He hasn’t given it yet, no one knows what subject he’ll tackle, and he probably doesn’t even have a final draft written. Yet a range of critics on the left have already panned a high-profile speech Justice Neil Gorsuch is scheduled to deliver in Washington, D.C., in September.

The issue, however, isn’t what the Supreme Court’s newest justice might say, or even the influential conservative organization he’s addressing. The rub is the venue: President Donald Trump’s five-star, $200 million luxury hotel on Pennsylvania Avenue.

Deborah Rhode, director of Stanford University’s Center on the Legal Profession, concurs.

“In my view [the controversy] is 100 percent about the hotel,” she says. “I have no objection about him speaking before a conservative group. This is about lending [Supreme Court] legitimacy” to Trump’s decision to keep the hotel while in office, “a practice nearly every ethics professor has found deeply troubling.”

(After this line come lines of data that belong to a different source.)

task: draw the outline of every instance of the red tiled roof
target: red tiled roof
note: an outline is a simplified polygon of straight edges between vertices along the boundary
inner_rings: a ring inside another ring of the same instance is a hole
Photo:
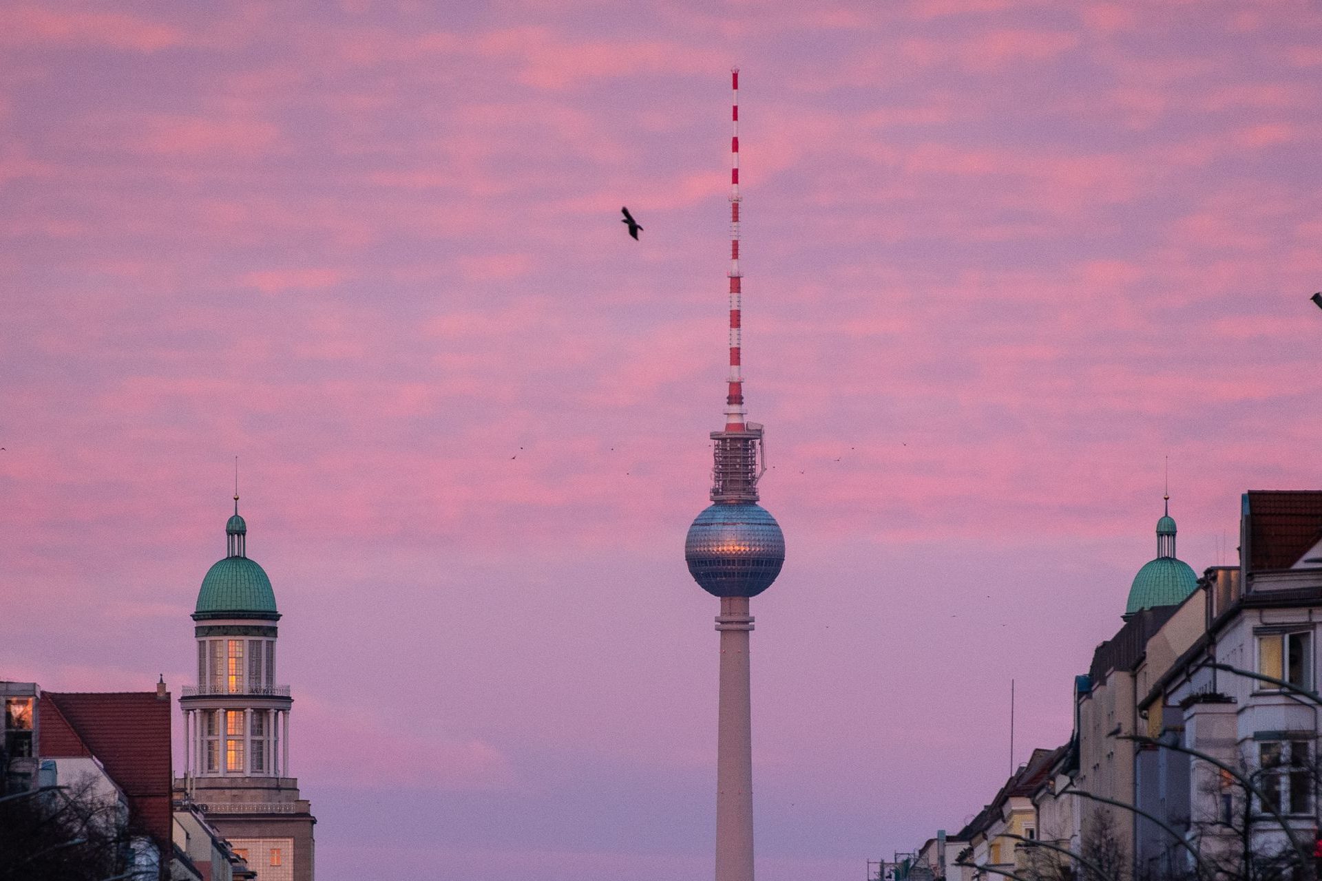
[[[1249,490],[1249,571],[1289,569],[1322,539],[1322,491]]]
[[[128,796],[130,812],[171,841],[171,701],[155,691],[42,692],[38,754],[95,756]]]

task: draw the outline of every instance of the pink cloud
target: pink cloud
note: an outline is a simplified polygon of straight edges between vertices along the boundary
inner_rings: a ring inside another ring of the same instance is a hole
[[[1013,63],[1051,61],[1077,45],[1079,36],[1064,30],[999,29],[965,40],[907,40],[899,50],[910,63],[986,73]]]
[[[5,13],[4,44],[107,46],[141,53],[184,42],[177,28],[123,12],[83,12],[21,7]]]
[[[344,269],[260,269],[242,275],[238,281],[262,293],[287,293],[290,291],[317,291],[342,284],[349,273]]]
[[[139,144],[165,155],[259,156],[279,143],[280,129],[258,119],[152,116],[143,122]]]

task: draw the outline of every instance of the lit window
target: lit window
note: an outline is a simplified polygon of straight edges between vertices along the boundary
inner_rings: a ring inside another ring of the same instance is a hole
[[[1296,688],[1313,688],[1311,633],[1273,633],[1257,638],[1257,671]],[[1263,683],[1270,688],[1269,683]]]
[[[229,691],[231,695],[243,691],[243,641],[230,639]]]
[[[9,756],[32,756],[32,697],[4,699],[4,749]]]
[[[225,711],[225,770],[243,770],[243,711]]]
[[[202,711],[202,737],[206,749],[206,773],[215,774],[221,770],[221,713],[223,709]]]
[[[209,639],[212,643],[212,692],[225,688],[225,641]]]
[[[1309,742],[1303,740],[1259,744],[1259,789],[1269,807],[1281,814],[1311,814],[1313,774],[1309,767]]]
[[[266,712],[256,711],[253,713],[253,726],[249,732],[253,737],[253,770],[264,771],[266,770]]]
[[[243,741],[241,740],[225,741],[225,770],[227,771],[243,770]]]
[[[226,734],[242,734],[243,733],[243,711],[242,709],[229,709],[225,712],[225,733]]]
[[[251,692],[262,684],[262,641],[249,639],[249,686]]]

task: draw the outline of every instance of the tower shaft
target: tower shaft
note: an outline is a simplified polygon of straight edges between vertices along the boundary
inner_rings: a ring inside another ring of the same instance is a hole
[[[748,597],[722,597],[717,716],[717,881],[752,881],[752,689]]]

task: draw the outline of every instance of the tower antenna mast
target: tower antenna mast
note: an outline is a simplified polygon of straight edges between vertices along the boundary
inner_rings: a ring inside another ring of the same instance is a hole
[[[776,518],[758,505],[758,479],[765,465],[761,425],[744,413],[742,339],[743,273],[739,271],[739,69],[730,139],[730,372],[726,424],[711,432],[713,505],[689,527],[683,559],[694,581],[720,598],[720,687],[717,724],[717,881],[754,881],[752,848],[752,697],[748,637],[750,600],[780,575],[785,536]],[[761,469],[759,469],[761,465]]]
[[[726,431],[744,429],[743,405],[743,273],[739,271],[739,69],[730,71],[732,91],[730,136],[730,391]]]

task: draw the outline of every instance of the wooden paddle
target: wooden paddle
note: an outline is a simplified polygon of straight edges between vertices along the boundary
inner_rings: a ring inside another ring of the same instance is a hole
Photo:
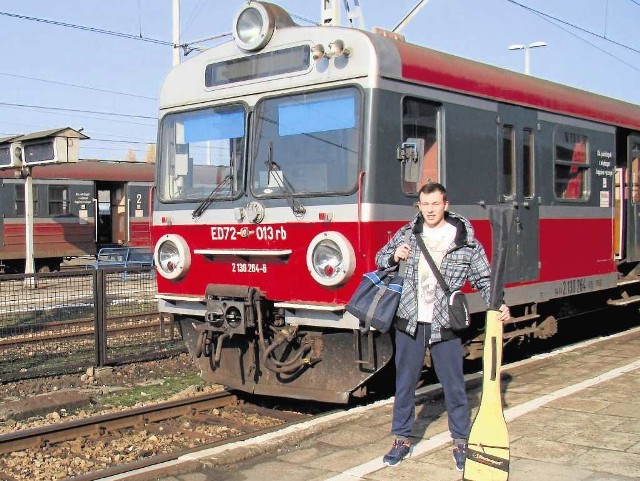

While it may seems like a tempest in a teapot, Rhode of Stanford University says the debate over Gorsuch’s appearance has consequences beyond political gossip or liberals’ lingering anger at Republicans’ Supreme Court hardball. “It matters because the legitimacy of the Supreme Court is absolutely critical in a democratic society,” she says.

“I think since the matter has been called to [Gorsuch’s] attention in the most public possible way, we have to believe that he’s choosing to send the message that he is” by keeping the invitation, she says. “Clearly being so ethically tone-deaf is illuminating about his character.”

Still, “I think so many actions by this president have pushed us into a new era of just unprecedented indifference to ethical violations,” Rhode says. “This is just one of many.”

Her concern, Rhode says, “is the public is pretty inured to this — of all the things Trump has done wrong, is [ownership of the Trump International Hotel] one that leaps out at you? And that’s where the real risk comes — it’s ethics fatigue.”